Was ist mit Eltern, die ihr Kind an der Viktoria angemeldet haben und das nun angesichts der schlechten Nachrichten doch lieber woanders unterbekommen möchten?

Betroffene Eltern berichten, dass ihnen gesagt wurde, ein nachträgliches Ummelden sei unmöglich. Schulverwaltungs-Chefin Regine Möllenbeck relativiert das: Man würde niemanden zwingen, am Viktoria zu bleiben, sei jedoch sehr um die Eltern mit ihren Kindern bemüht. Die beiden neuen Fünfer-Klassen sollen mit jeweils 21 Kindern starten, hinzu kämen später noch so genannte Seiteneinsteiger-Kinder mit geringen Deutschkenntnissen.

Wird die Viktoriaschule, wie die CDU zuletzt ins Spiel gebracht hat, mit dem Unesco-Gymnasium fusioniert?

Fusionen zweier Gymnasien sind laut Schulgesetz überhaupt nicht möglich. Fakt ist: Das Unesco-Gymnasium, ein traditionsreiches Aufbau-Gymnasium, das nur Schüler in den Jahrgängen sieben und elf aufnimmt, liegt in der Nähe der Viktoriaschule.
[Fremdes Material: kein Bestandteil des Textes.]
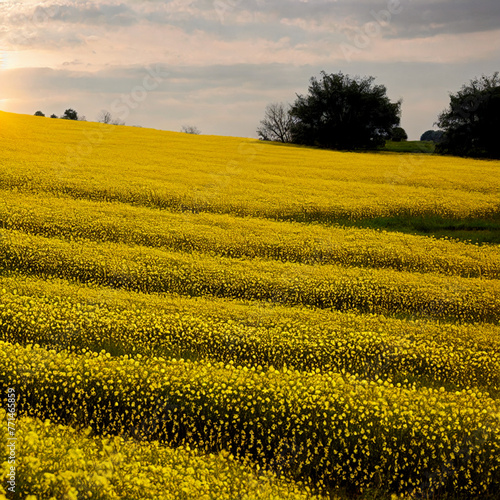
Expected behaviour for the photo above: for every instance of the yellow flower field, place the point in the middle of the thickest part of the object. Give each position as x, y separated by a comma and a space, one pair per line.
209, 317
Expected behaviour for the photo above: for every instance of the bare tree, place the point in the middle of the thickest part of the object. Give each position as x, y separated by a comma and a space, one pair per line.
277, 123
104, 117
190, 129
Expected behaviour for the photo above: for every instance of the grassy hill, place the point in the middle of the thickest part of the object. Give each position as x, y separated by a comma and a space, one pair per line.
246, 319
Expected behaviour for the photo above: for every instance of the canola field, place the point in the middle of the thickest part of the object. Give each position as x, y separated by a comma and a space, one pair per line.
218, 318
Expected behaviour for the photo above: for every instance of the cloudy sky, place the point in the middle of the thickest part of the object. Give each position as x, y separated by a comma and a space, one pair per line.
216, 64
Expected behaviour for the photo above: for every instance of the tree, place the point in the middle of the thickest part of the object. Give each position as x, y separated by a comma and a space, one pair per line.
105, 117
398, 134
277, 123
190, 129
471, 123
432, 135
341, 112
70, 114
Die Schule wurde vor mehr als 50 Jahren sozusagen als Gymnasium für Spätzünder gegründet – vor allem für Arbeiterkinder, die nach zwei Jahren Haupt- oder Realschule den Weg in Richtung Abi gehen wollen. Mittlerweile hat sich die Unesco-Schule vor allem als Gymnasium für begabte Kinder aus Kriegs- und Krisengebieten entwickelt. Schulleiterin Annette Uttendorfer sagt, dass ihr Haus räumlich „an der Kapazitätsgrenze“ sei – Schulentwicklung sei nicht möglich. „Es gibt zum Beispiel keine Räume für eine Bibliothek, die wir einrichten möchten.“ Auch Unterricht individuell zu gestalten angesichts der vielen Schüler, die erst seit kurzem in Deutschland sind, sei nicht möglich. Aber: Die Idee, dass die Unesco-Schule schrittweise ins Viktoria-Gebäude einzieht, ist nach allem, was man hört, offenbar bislang nur – eine Idee. „Wir denken in alle Richtungen nach, um die gymnasiale Struktur in der Innenstadt und erweiterten City langfristig stabil zu halten“, sagt Regine Möllenbeck. Was das konkret bedeuten könnte, will sie jedoch nicht sagen.

Was sagen Ehemalige?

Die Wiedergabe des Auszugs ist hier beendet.